Postgraduate degrees for rheumatology trainees: an options appraisal of MD, PhD and MSc degrees

C. Gordon, M. Salmon and on behalf of the BSR Research and Training Committee

Department of Rheumatology, Division of Immunity and Infection, The Medical School, The University of Birmingham, Edgbaston, Birmingham B15 2TT, UK

Correspondence to: C. Gordon.


    Introduction
 Top
 Introduction
 Which degree?
 So when should someone...
 Conclusion
 
A research degree is a passport to success. Well all right it is not, but over the last 15 yr or so, it has become the rule rather than the exception for rheumatology trainees to undertake a period of research during their specialist studies. This situation arose more from pragmatism (a lack of career grade posts) than any particular ideal. Unfortunately, for some the experience was unrewarding; usually as a result of undertaking unsuitable projects with inadequate facilities and poor (or no) supervision. However, many found that 2 or 3 yr spent learning a critical and analytical scientific approach greatly benefited their clinical skills when they eventually became consultants. A smaller number were bitten by the bug and pursued an academic research career. The key factors in determining success seem to be the right person doing the right degree in the right place at the right time.

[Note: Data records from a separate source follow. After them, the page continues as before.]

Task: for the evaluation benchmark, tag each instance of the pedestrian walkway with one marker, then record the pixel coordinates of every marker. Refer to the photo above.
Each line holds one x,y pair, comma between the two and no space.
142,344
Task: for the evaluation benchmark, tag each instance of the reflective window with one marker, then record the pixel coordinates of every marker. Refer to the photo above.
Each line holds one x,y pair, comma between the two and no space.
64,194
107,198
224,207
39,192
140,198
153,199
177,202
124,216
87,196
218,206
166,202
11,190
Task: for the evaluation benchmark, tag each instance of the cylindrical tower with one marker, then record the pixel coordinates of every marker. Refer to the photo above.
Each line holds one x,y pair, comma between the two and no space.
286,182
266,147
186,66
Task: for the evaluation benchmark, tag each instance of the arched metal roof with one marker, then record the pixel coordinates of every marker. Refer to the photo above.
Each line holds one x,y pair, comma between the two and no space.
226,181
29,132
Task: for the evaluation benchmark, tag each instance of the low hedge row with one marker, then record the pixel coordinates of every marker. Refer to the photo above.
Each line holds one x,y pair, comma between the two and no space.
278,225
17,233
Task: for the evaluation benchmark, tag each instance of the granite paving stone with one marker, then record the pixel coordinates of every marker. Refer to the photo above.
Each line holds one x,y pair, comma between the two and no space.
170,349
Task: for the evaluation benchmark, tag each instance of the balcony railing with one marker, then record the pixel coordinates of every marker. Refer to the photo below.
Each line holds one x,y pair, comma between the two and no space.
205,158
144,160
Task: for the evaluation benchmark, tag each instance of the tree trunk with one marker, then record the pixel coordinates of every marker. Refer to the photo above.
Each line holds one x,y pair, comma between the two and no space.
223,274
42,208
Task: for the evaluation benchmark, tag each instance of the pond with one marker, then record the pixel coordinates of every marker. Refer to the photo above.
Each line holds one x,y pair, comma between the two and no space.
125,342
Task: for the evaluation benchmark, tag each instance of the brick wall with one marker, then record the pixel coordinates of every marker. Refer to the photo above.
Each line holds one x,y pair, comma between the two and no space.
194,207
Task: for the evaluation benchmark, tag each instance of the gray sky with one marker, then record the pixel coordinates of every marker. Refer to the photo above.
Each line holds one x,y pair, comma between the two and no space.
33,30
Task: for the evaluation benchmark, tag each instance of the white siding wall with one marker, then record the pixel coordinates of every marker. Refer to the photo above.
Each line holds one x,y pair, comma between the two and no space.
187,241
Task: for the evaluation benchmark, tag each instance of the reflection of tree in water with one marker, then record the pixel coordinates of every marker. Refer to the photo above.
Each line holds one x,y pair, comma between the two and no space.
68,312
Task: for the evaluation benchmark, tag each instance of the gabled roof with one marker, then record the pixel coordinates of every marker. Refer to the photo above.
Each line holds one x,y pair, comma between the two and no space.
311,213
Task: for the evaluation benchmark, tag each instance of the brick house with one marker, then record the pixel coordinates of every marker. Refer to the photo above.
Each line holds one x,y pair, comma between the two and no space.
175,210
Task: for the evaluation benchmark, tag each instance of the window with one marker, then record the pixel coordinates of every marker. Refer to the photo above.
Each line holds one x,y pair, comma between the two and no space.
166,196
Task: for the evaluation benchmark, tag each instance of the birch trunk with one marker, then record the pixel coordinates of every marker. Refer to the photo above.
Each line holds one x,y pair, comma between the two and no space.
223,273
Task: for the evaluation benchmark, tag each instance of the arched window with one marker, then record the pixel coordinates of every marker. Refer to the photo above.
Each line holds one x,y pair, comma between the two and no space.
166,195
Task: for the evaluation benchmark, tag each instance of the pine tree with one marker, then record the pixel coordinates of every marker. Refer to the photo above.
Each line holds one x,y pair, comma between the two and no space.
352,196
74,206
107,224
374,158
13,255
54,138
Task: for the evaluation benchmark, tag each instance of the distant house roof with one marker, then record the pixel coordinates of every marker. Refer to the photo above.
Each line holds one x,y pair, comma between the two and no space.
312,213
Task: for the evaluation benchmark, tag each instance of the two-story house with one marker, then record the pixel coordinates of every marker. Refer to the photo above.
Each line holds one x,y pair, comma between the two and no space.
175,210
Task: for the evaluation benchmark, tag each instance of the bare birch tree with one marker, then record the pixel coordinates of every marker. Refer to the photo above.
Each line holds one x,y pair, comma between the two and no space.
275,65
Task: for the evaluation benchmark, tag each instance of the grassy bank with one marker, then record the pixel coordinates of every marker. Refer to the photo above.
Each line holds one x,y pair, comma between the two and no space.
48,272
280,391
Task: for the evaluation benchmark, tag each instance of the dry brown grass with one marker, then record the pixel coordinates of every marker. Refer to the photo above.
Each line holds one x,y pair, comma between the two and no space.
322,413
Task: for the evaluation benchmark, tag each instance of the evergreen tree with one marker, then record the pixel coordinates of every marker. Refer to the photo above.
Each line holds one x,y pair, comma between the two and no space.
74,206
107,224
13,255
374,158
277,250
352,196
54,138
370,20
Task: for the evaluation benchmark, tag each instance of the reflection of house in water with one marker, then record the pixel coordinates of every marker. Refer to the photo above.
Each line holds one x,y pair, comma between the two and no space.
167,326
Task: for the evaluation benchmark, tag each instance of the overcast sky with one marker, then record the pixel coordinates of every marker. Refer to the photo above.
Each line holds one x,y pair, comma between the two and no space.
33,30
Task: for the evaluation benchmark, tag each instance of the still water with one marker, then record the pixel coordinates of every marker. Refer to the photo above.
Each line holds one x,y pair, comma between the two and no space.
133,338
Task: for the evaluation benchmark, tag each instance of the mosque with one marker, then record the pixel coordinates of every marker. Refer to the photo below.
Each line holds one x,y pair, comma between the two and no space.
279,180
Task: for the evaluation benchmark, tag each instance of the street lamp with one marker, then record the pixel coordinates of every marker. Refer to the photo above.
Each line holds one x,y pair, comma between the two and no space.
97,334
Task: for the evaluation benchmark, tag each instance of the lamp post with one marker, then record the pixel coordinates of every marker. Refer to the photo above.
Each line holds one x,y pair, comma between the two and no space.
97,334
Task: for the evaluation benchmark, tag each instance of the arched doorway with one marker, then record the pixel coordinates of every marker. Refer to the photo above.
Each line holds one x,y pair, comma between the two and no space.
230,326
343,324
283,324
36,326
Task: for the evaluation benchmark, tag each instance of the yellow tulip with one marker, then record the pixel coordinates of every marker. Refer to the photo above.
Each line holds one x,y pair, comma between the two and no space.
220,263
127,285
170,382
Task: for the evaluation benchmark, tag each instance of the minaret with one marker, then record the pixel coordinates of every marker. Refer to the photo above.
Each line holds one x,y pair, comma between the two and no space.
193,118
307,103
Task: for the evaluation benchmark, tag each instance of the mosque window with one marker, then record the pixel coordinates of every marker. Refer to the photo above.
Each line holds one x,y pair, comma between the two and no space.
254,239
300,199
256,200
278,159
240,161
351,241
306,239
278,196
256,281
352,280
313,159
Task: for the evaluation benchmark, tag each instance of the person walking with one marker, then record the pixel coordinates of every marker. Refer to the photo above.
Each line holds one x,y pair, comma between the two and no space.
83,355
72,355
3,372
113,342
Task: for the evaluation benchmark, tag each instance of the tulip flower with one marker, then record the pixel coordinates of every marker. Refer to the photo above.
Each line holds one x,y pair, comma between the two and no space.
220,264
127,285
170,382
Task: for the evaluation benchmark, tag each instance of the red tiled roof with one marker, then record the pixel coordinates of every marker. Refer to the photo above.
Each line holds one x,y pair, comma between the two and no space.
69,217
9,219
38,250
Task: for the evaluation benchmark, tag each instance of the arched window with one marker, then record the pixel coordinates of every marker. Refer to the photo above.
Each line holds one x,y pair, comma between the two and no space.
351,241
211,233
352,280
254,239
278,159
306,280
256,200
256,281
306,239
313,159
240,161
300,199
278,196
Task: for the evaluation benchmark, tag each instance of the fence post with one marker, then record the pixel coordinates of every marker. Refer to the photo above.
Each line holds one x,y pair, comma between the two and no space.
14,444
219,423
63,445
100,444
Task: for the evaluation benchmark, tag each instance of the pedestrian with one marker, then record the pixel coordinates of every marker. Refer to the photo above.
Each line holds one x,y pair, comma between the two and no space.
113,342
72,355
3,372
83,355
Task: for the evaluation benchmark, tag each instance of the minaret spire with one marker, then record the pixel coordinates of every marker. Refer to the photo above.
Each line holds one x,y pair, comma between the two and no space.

Here we discuss the role and respective merits of different postgraduate degrees available to medical graduates and the timing of the research period, a factor that plays a significant part in the long-term success of the venture.


    Which degree?
 Top
 Introduction
 Which degree?
 So when should someone...
 Conclusion
 
MD
This has been the traditional research degree for most clinicians and usually requires about 2 yr of research to obtain the MD degree at the end. Although some people have spent a period of time in research because of a genuine interest in a research subject and training and have continued to be active in research thereafter, many are not so keen. Since the 1980s, the MD has been the passport to senior registrar posts, as many aspiring rheumatologists could not get into their chosen vocation when they wanted to due to a shortage of available posts. Spending time as a research fellow in clinical or laboratory-based research became an advantage when applying for senior registrar and consultant posts. However, although many did submit the research and were awarded a degree (with or without a viva), many individuals never actually submitted their research and got their posts on the `assumption' that they would submit and be awarded the degree in due course.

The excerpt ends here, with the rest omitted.